Information contained in forward-looking statements is based
upon certain material assumptions applied in drawing a conclusion
or making a forecast or projection, including management's
perception of historical trends, current conditions and expected
future developments, as well as other considerations believed to be
appropriate in the circumstances. There can be no assurance
regarding: (a) work-from-home initiatives on the REIT's business,
operations and performance, including the performance of its Units;
(b) the REIT's ability to mitigate any impacts related to
fluctuating interest rates, inflation and the shift to hybrid
working; (c) the factors, risks and uncertainties expressed above
in regards to the hybrid work environment on the commercial real
estate industry and property occupancy levels; (d) credit, market,
operational, and liquidity risks generally; (e) the availability of
investment opportunities for growth in Canada and the timing and
ability of the REIT to acquire or sell certain properties; (f)

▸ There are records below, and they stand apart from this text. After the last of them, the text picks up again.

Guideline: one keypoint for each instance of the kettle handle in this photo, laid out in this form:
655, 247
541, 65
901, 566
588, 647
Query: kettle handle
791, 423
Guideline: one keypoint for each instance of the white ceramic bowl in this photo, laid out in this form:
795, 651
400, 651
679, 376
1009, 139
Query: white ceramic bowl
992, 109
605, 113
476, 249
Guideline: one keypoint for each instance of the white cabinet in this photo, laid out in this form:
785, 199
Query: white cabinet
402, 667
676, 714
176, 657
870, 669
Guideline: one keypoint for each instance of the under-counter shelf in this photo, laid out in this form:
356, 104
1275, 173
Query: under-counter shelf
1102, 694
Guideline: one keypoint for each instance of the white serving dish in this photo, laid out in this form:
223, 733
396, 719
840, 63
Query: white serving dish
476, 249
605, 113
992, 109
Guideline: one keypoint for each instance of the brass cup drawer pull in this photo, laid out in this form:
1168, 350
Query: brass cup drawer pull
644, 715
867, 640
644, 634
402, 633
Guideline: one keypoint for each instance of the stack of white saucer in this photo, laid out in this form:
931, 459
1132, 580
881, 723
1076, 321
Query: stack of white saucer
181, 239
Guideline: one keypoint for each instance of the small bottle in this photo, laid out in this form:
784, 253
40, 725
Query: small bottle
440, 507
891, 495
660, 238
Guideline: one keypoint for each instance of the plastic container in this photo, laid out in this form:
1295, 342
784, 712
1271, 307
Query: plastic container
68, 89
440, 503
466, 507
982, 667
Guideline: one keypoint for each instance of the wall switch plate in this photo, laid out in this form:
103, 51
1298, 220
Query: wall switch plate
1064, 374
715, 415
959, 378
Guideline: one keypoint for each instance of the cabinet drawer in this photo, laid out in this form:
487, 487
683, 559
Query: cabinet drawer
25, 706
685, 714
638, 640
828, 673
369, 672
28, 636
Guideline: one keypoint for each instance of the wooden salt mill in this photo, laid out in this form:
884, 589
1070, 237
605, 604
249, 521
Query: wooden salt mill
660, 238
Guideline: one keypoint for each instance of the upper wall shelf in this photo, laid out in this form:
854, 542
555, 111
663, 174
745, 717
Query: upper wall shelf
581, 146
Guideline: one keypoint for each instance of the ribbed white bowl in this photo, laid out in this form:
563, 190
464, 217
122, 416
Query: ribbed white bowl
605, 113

repurchasing Units under the NCIB; (g) Starlight Group Property
Holdings Inc., or any of its affiliates, continuing as asset
manager of the REIT in accordance with its current asset management
agreement; (h) the benefits of the NCIB, or through other capital
programs; (i) the impact of the Unit Consolidation; (j) the
availability of debt financing for potential acquisitions or
refinancing loans at maturity on similar terms; (k) the ability of
the REIT to resume distributions in future periods; and (l) other
risks inherent to the REIT's business and/or factors beyond its
control which could have a material adverse effect on the REIT.
The forward-looking statements made relate only to events or
information as of the date on which the statements are made. Except
as specifically required by applicable Canadian law, the REIT
undertakes no obligation to update or revise publicly any
forward-looking statements, whether as a result of new information,
future events or otherwise, after the date on which the statements
are made or to reflect the occurrence of unanticipated events.